Wednesday, December 23, 2015

What's In The Bread?


The basic ingredients are simple - flour, water, salt and yeast.  The salt is added for flavor.  I understand that omitting the salt will give you bread that tastes like chalk.  Some people have very sensitive taste buds and can discern the salt, but most people simply taste the bread.

The unlisted ingredient is time.  Depending on the variety, ingredients can be mixed up to 48 hours before it is formed for its final rise.  This long fermentation period with some or all of the ingredients brings out the flavor in the wheat flour kind of like how fermentation brings out the flavor in beer.  The two day process results in a crumb with a different texture than the super-light one day process.  I am told that this is because the long fermentation period changes the enzymes in the dough which results in a thicker crumb, a creamier chew, a little more developed flavor and a longer storage life.
  • The extreme of the 'long fermentation style' is natural leavening sometimes referred to as sourdough where the bacteria that is used to produce the bubbles that fill the gluten bubbles resulting in the bread rising comes from a combination of local sources (the air) and some foreign sources that are introduced into the dough.  The long fermentation period, sometimes under refrigeration for days, can produce creamy, rich tasting breads and acid like tangy breads (sour breads) depending on the fermentation period and the strength of the seed or starter.
Unlike the sourdough approach, I use commercial yeast AND time.  Commercial yeast was developed for production bakers who wanted to mix and bake in one day.  Use enough and you could get your dough to the ovens in half a day.  Enough yeast made the bread rise quickly, but a quick mix and bake didn't give the bread time to develop the flavor in the flour.  But, if you use less yeast and give the mix more time to develop, you increase flavor, keep the lift in the bread and impact the texture of the crumb.
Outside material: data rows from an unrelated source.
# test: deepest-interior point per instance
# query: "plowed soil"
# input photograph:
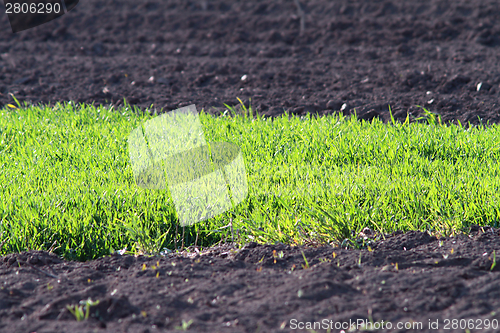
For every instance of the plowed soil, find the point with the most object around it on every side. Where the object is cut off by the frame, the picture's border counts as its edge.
(360, 55)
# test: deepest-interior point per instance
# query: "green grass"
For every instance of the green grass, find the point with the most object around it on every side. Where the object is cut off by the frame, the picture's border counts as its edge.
(67, 184)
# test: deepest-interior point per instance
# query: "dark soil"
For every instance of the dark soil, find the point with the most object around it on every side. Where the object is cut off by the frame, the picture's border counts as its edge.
(406, 278)
(353, 55)
(365, 54)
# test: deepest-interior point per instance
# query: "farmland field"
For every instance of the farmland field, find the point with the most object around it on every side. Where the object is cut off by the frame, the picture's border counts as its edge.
(370, 139)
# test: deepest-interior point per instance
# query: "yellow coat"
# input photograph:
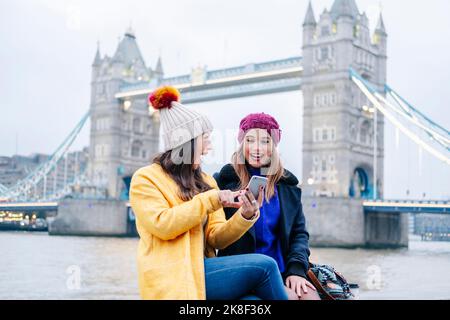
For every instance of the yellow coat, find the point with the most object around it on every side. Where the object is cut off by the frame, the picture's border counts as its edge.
(173, 242)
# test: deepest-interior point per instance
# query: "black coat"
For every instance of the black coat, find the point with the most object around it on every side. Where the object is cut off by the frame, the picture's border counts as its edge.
(293, 234)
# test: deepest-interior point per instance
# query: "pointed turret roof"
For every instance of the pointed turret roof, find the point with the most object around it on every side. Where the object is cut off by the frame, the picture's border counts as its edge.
(128, 51)
(344, 8)
(309, 17)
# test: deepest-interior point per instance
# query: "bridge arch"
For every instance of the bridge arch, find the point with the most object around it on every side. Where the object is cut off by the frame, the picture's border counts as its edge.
(361, 182)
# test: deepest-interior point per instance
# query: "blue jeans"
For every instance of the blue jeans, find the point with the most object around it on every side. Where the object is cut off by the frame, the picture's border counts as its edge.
(247, 276)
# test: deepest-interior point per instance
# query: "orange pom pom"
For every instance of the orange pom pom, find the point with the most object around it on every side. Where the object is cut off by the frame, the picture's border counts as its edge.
(162, 97)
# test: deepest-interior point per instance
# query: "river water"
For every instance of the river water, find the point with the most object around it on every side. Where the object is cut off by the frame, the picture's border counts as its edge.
(39, 266)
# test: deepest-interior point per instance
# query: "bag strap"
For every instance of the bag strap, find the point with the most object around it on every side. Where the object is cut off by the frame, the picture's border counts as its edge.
(318, 285)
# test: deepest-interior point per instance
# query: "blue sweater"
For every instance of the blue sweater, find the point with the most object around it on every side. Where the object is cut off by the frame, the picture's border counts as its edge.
(267, 227)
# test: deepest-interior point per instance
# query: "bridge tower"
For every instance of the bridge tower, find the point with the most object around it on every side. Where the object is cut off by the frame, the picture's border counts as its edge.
(123, 135)
(338, 121)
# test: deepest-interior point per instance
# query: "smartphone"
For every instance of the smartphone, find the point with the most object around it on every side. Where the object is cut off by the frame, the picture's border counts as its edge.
(255, 183)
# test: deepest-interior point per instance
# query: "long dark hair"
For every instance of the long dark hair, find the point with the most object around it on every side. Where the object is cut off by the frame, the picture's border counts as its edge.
(178, 164)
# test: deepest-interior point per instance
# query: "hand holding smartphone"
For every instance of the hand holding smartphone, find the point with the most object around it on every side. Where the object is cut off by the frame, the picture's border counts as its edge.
(255, 183)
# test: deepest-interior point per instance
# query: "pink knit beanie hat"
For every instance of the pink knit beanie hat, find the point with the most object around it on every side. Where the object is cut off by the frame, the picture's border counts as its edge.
(260, 121)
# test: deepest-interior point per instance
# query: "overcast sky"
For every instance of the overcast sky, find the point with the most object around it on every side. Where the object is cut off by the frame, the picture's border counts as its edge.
(47, 48)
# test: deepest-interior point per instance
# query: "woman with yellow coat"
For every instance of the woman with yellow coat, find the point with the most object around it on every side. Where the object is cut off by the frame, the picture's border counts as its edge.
(181, 221)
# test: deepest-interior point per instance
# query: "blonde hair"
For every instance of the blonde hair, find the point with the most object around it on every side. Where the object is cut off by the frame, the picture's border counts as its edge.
(274, 173)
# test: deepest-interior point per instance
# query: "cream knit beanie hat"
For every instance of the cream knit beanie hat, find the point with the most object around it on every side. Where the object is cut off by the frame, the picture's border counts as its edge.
(179, 124)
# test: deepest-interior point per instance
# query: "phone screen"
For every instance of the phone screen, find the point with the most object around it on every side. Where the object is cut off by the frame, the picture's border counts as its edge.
(255, 183)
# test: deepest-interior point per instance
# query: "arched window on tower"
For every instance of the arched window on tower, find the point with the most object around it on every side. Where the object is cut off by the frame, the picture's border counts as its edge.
(137, 125)
(364, 133)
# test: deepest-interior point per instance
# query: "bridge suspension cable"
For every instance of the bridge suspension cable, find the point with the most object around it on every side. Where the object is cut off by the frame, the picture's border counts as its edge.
(23, 189)
(382, 105)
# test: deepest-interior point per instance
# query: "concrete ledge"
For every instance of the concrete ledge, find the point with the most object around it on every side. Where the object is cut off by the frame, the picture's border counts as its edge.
(334, 222)
(89, 218)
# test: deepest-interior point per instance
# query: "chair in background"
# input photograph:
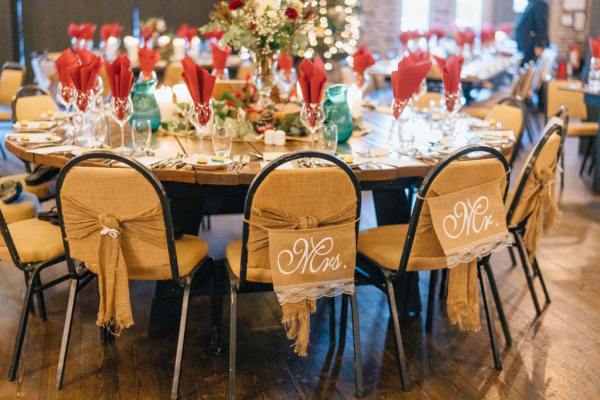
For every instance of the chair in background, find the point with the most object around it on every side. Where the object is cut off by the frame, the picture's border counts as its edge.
(565, 94)
(532, 205)
(33, 245)
(387, 253)
(98, 206)
(305, 194)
Other ingredients I use include rye flour, rolled and steel cut oats, herbs like dried rosemary, thyme, dill, caraway and fennel seed, and dill; fresh, dried and frozen vegetables like onions, garlic, hot peppers; seeds of flax, sesame and chia, and other items like dried figs and cheddar cheese and honey and molasses.
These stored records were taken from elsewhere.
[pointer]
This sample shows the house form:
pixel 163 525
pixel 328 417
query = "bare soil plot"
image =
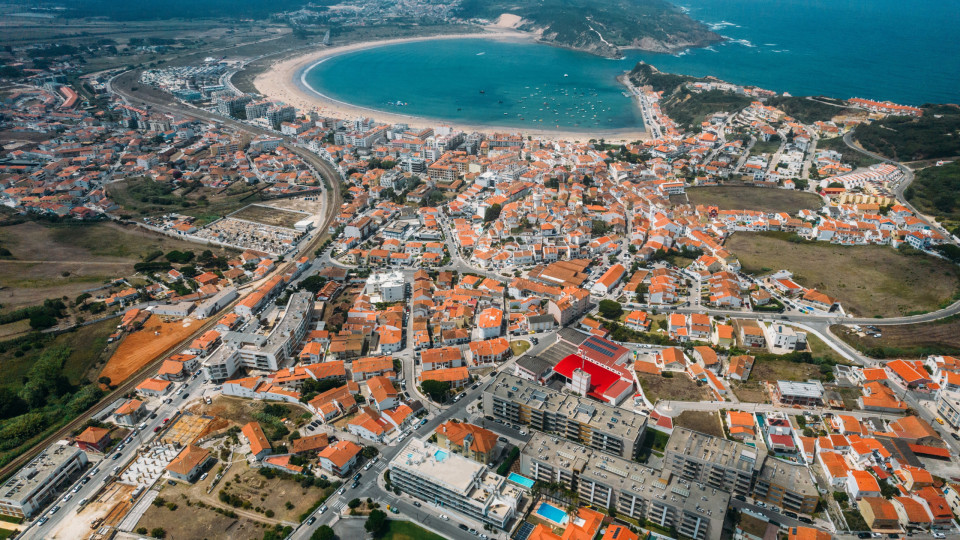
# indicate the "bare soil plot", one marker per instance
pixel 50 261
pixel 676 388
pixel 145 345
pixel 752 198
pixel 907 340
pixel 868 280
pixel 187 522
pixel 750 391
pixel 703 421
pixel 270 216
pixel 782 370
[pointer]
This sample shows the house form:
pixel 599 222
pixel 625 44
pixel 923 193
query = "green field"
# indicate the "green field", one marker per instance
pixel 47 382
pixel 406 530
pixel 145 197
pixel 869 280
pixel 907 340
pixel 752 198
pixel 850 155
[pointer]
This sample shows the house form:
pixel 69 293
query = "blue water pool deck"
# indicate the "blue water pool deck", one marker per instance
pixel 552 513
pixel 520 480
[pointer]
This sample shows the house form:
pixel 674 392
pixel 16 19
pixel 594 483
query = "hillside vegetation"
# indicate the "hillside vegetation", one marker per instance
pixel 600 26
pixel 936 190
pixel 685 107
pixel 934 135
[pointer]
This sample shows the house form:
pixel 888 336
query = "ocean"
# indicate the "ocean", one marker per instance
pixel 907 52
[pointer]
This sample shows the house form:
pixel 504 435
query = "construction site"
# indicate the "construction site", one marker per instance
pixel 145 345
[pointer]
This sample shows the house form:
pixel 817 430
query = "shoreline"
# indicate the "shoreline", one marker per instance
pixel 284 81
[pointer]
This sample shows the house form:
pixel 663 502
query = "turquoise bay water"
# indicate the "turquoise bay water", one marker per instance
pixel 908 52
pixel 479 81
This is not organic, although some of the components are organic, but it is simple.  It is real.

No added chemicals, fats, oils (other than the dairy in the pepper cheese bread).  Have you read the label on your store boughten bread?
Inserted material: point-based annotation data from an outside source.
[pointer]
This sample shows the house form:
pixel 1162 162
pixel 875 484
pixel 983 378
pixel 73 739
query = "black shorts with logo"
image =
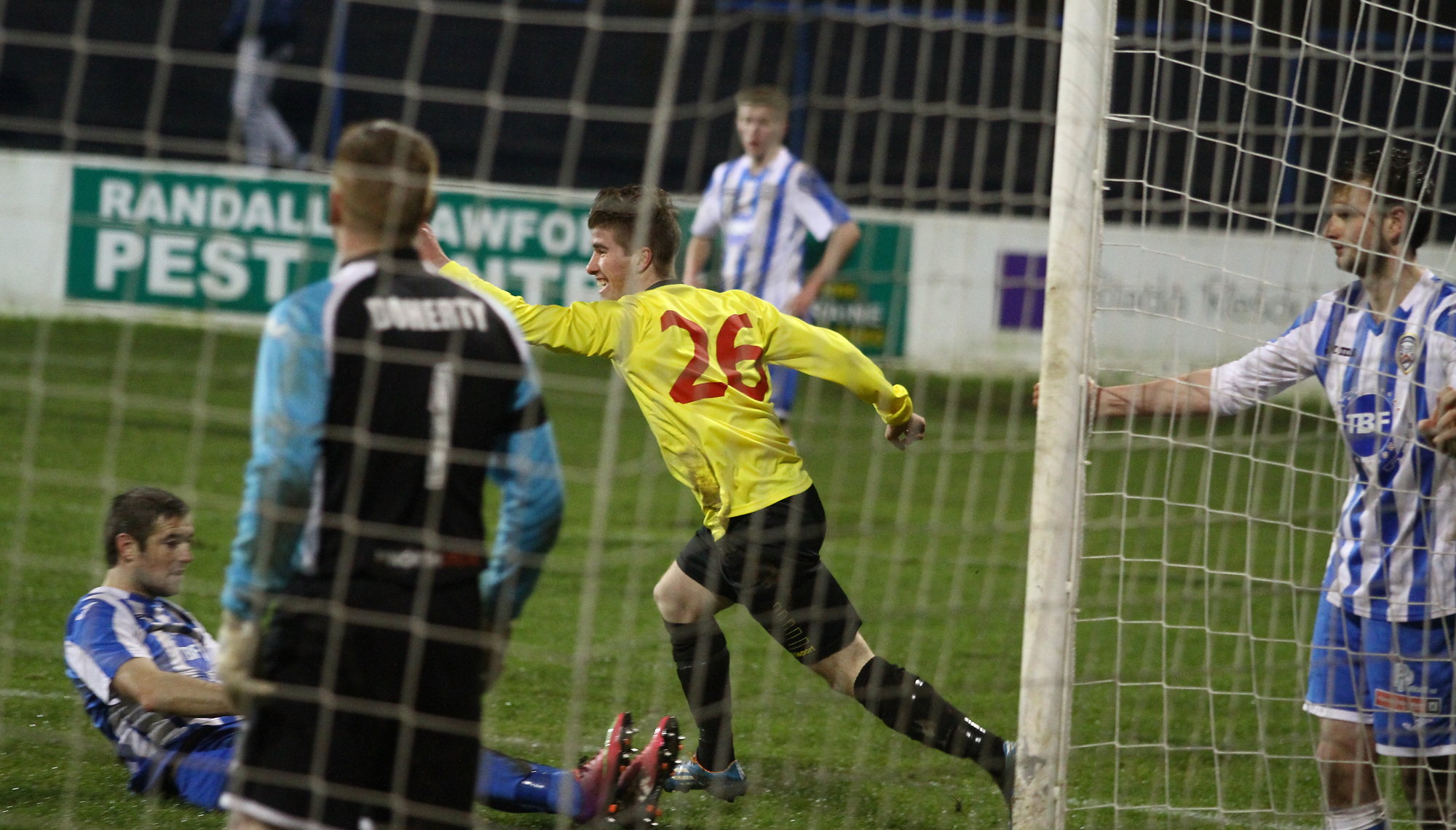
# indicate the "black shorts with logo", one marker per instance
pixel 371 762
pixel 769 563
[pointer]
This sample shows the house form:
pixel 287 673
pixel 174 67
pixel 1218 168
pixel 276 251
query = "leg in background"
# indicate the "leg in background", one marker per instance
pixel 1346 758
pixel 1431 786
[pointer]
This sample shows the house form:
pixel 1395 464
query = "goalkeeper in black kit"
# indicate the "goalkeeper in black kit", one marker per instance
pixel 385 398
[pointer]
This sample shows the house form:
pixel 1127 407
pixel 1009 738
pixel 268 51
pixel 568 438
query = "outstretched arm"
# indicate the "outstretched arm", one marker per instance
pixel 1441 427
pixel 1184 395
pixel 582 328
pixel 828 355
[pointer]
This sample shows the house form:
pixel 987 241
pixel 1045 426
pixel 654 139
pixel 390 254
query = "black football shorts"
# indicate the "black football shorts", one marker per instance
pixel 343 723
pixel 769 563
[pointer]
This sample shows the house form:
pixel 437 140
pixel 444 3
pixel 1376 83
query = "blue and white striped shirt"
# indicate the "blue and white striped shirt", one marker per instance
pixel 108 628
pixel 1394 554
pixel 764 219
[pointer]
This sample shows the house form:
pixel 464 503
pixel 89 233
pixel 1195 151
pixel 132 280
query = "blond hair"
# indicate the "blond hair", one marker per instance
pixel 769 97
pixel 385 174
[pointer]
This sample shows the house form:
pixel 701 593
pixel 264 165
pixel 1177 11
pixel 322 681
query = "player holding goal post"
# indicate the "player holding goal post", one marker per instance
pixel 697 360
pixel 1385 350
pixel 765 203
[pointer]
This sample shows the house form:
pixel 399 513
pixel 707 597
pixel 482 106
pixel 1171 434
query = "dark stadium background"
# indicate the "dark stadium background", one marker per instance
pixel 874 127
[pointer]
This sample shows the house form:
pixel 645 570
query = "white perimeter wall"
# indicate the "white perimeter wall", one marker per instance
pixel 1170 301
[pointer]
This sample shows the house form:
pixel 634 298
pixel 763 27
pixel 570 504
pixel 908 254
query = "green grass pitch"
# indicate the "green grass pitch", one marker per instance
pixel 1187 598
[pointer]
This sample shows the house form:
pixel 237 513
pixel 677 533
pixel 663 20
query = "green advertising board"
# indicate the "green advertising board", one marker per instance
pixel 241 244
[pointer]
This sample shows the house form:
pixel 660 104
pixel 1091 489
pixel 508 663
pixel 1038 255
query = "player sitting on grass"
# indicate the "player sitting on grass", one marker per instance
pixel 1384 346
pixel 146 672
pixel 697 363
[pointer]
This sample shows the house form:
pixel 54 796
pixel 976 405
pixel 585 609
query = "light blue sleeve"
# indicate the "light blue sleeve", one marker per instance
pixel 290 401
pixel 532 502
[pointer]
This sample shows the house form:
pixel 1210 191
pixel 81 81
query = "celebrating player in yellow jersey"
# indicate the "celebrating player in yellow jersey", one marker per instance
pixel 695 360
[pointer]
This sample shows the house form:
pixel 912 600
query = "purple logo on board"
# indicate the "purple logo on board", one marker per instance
pixel 1021 290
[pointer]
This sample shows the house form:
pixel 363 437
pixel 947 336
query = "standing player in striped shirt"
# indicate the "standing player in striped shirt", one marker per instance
pixel 1385 350
pixel 765 203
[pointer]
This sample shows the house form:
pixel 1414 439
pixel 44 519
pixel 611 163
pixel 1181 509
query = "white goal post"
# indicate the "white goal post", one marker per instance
pixel 1052 556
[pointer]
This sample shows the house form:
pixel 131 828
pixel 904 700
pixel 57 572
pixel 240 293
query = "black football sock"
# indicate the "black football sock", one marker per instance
pixel 701 653
pixel 914 708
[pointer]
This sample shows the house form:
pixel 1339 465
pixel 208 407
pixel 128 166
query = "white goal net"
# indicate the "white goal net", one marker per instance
pixel 1202 542
pixel 127 352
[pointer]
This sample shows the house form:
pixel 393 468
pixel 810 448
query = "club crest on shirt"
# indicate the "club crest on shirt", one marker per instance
pixel 1368 423
pixel 1406 350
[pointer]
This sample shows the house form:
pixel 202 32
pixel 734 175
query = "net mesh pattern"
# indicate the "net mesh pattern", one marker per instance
pixel 1206 540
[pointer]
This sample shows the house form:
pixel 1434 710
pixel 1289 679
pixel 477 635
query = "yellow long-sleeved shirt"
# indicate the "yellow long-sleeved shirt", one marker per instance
pixel 695 360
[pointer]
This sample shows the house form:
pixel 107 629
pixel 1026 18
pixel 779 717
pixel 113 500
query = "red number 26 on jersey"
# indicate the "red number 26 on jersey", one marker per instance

Compare.  Here's the label from my Rosemary/Thyme Artisan Bread

Simply stated (without all the components of components) you have
- Enriched flour (that means that vitamins have been added back to try to replace some of the goodness removed when the wheat germ is removed)
- Water
- Salt
- Yeast
- Dried Rosemary
- Dried Thyme                            
Total =  6 Ingredients (and two are flavor enhancements)

That's it.  That's all.  No hurry.  No rush.  The mixed dough (partially or entirely) spends a lot of time in a food-safe bucket as part of the fermentation process.  There it just 'does its thing' as the bacteria in the yeast eats the food in the flour and alters the nature and taste of the dough and the bread.  But, this doesn't happen quickly.  It takes time.

During that time, the dough goes from a 'wet mess' to something resembling a bubbling goo as the bacteria does its thing.  But, it takes time.


Simple ingredients - simple processes - lots of time.